Walmart is aiming to solidify its position as America’s largest grocer with a grocery-picking robot called Alphabot that is said to pick, pack and deliver orders fast, the company announced on Tuesday (Jan. 8).
Automated grocery systems like Alphabot can reportedly pick and pack orders an estimated 10 times faster than a person, which could increase order capacity as demand grows for online grocery services.
Alphabot, which was developed solely for Walmart by startup Alert Innovation, uses autonomous carts to pick orders for groceries purchased online. A Walmart associate then checks, bags and delivers the final orders.
The technology was secretly being piloted at a Supercenter in Salem, New Hampshire, which will serve as Alphabot’s home base. The system will repeatedly be analyzed for improvements before launching nationwide.
“By assembling and delivering orders to associates, Alphabot is streamlining the order process, allowing associates to do their jobs with greater speed and efficiency,” said Brian Roth, senior manager of pickup automation and digital operations for Walmart U.S.
Roth believes that Alphabot could inherently transform Walmart’s eGrocery enterprise and “free associates to focus on service and selling, while the technology handles the more mundane, repeatable tasks.”
Supermarket sales make up 56 percent of Walmart’s total U.S. revenue, but the grocery space is becoming crowded, with increased competition from Amazon, Costco, Kroger and others looking to tap into online food shopping.

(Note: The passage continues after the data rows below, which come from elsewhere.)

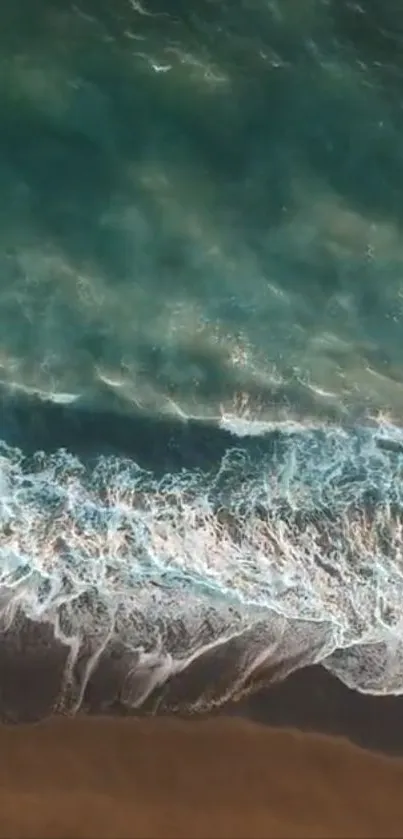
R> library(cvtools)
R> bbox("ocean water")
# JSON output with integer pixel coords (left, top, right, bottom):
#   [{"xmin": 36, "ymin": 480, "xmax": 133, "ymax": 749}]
[{"xmin": 0, "ymin": 0, "xmax": 403, "ymax": 716}]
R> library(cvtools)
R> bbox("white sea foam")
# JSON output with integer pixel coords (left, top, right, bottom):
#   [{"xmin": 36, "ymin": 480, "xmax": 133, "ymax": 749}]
[{"xmin": 0, "ymin": 420, "xmax": 403, "ymax": 707}]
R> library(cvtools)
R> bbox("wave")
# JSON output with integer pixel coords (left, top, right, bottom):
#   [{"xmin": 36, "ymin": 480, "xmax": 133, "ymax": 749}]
[{"xmin": 0, "ymin": 388, "xmax": 403, "ymax": 717}]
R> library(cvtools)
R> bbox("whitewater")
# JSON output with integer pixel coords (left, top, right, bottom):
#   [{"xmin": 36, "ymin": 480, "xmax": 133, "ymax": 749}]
[{"xmin": 0, "ymin": 392, "xmax": 403, "ymax": 713}]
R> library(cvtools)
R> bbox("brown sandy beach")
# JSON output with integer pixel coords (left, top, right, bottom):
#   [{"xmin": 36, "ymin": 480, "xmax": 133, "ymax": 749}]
[{"xmin": 0, "ymin": 718, "xmax": 403, "ymax": 839}]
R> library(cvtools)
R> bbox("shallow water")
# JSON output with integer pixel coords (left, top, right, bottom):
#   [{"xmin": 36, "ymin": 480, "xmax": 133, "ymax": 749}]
[{"xmin": 0, "ymin": 0, "xmax": 403, "ymax": 708}]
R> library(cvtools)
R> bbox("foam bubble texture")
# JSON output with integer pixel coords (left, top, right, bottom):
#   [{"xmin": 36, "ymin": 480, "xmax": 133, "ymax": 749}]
[{"xmin": 0, "ymin": 428, "xmax": 403, "ymax": 707}]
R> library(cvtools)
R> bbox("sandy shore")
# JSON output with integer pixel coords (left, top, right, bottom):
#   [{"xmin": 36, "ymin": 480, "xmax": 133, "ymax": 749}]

“This is going to be a transformative impact to Walmart’s supply chain,” Roth said. “Alphabot is what we think of as micro-fulfillment – an inventive merger of eCommerce and brick-and-mortar methods.”
The system uses fully autonomous bots that operate on three axes of motion, with the ability to move items horizontally and vertically without lifts or conveyors. Alphabot also continually shares order information, and as its learning advances, “stocking will get more intelligent,” said Roth.
“We never want to be in a position to tell an online grocery customer they can’t have an item,” he said. “We’ll be able to look at datasets and fairly say, ‘these two brands of pasta are typically bought together,’ or ‘here’s an item a consumer buys often,’ and use that information to make more informed substitutions.”
To better compete with Amazon, Walmart started revamping its produce department in November in a project called Produce 2.0. With 95 percent of shoppers preferring to buy produce in-store, the department is an important one for retailers.